The first Con-Dem budget announced cuts to spending on housing and proposals to undermine the security of social housing tenants that will effectively end social housing in Britain if they aren’t stopped.

Shelter expects 35,000 people to be turfed out of their homes between November and Christmas. Homelessness is rising and overcrowding is rocketing as people are stuck in expensive and insecure privately rented housing.

Homelessness protest, photo by Paul Mattsson

Homelessness protest, photo by Paul Mattsson   (Click to enlarge: opens in new window)

Tory minister, Iain Duncan Smith claimed that cutting housing benefits would lower rents but they have continued to rise; even Church of England bishops have voiced alarm. IDS originally claimed no one would be made homeless but leaked government memos show they think 40,000 could be homeless simply as a result of the first round of benefit changes.

The new package includes support for speculative builders and government-backed guarantees for people taking out mortgages.

But this proposal can only help small numbers and does not measure up to the task of boosting the supply of truly affordable homes.

The government also wants to boost subsidised ‘right to buy’ saying it will replace homes sold off with new affordable homes. But read the small print: they don’t mean council houses, they mean homes rented at up to 80% of market rent.

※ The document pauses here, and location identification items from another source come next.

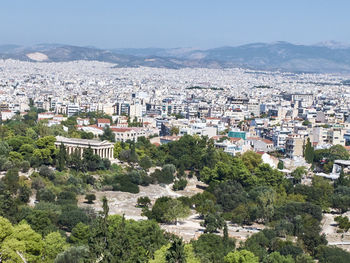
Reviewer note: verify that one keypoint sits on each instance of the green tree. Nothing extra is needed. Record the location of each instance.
(309, 151)
(145, 162)
(280, 165)
(54, 244)
(90, 198)
(108, 134)
(22, 244)
(62, 157)
(73, 255)
(212, 222)
(298, 174)
(176, 251)
(80, 234)
(212, 248)
(241, 256)
(251, 160)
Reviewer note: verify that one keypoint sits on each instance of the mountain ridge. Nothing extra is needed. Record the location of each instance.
(328, 57)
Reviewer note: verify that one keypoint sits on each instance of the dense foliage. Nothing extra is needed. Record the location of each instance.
(41, 221)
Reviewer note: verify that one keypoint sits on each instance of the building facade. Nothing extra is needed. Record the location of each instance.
(104, 149)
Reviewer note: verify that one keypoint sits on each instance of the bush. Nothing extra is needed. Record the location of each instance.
(46, 172)
(166, 175)
(25, 165)
(180, 184)
(90, 198)
(45, 195)
(143, 201)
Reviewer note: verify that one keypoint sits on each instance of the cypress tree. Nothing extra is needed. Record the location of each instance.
(62, 157)
(309, 152)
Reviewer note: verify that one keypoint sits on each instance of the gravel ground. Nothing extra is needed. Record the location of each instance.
(189, 228)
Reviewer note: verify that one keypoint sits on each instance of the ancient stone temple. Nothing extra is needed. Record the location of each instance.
(104, 149)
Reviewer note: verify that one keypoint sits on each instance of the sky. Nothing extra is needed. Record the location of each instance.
(172, 23)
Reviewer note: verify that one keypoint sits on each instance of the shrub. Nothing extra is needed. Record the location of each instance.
(46, 172)
(90, 198)
(180, 184)
(143, 201)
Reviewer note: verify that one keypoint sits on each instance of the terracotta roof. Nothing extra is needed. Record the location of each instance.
(103, 121)
(235, 139)
(121, 129)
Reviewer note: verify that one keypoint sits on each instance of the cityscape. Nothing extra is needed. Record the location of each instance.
(223, 152)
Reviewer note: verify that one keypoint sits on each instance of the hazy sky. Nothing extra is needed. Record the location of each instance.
(172, 23)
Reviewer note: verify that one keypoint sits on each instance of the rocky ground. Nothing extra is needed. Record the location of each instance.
(329, 228)
(189, 228)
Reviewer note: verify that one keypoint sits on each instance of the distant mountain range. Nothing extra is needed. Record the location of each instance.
(324, 57)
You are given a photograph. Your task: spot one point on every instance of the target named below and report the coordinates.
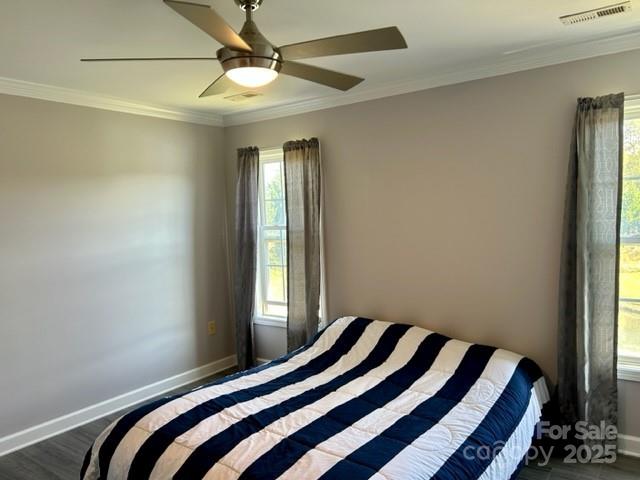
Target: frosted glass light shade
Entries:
(252, 77)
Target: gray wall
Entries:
(112, 255)
(444, 207)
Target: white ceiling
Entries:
(41, 41)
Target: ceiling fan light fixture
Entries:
(252, 77)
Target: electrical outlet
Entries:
(212, 328)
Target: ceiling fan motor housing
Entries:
(263, 53)
(243, 4)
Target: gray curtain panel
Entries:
(246, 252)
(303, 183)
(587, 341)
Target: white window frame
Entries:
(272, 155)
(629, 365)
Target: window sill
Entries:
(270, 321)
(629, 369)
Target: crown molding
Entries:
(536, 58)
(21, 88)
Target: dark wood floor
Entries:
(60, 458)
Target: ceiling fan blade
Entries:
(205, 18)
(332, 79)
(144, 59)
(220, 85)
(388, 38)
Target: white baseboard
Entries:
(628, 445)
(75, 419)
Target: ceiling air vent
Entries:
(242, 97)
(597, 13)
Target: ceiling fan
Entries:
(250, 60)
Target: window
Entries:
(271, 288)
(629, 306)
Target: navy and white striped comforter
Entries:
(364, 399)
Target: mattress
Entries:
(363, 399)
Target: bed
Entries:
(363, 399)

On 30 November public sector workers will be taking action to defend their pensions; the Con-Dems want them to pay for the capitalist crisis. Housing is another aspect of the same crisis but people facing eviction or stuck in substandard housing can feel isolated. Unions can give voice to the housing agony faced by working class people and increasingly wide sections of the population by taking up a fighting programme.

Eye-watering amounts have been spent bailing out the banks. These banks should no longer be run for executive pay and bonuses but should be nationalised and run for social need, giving low interest loans for house building for example.

There is a burning need to build new cheap, secure council housing and bring existing housing up to scratch. This would create thousands of much-needed jobs. The benefit cuts should be reversed, rents should be capped, and proper secure tenancies should be re-introduced to the private rented sector.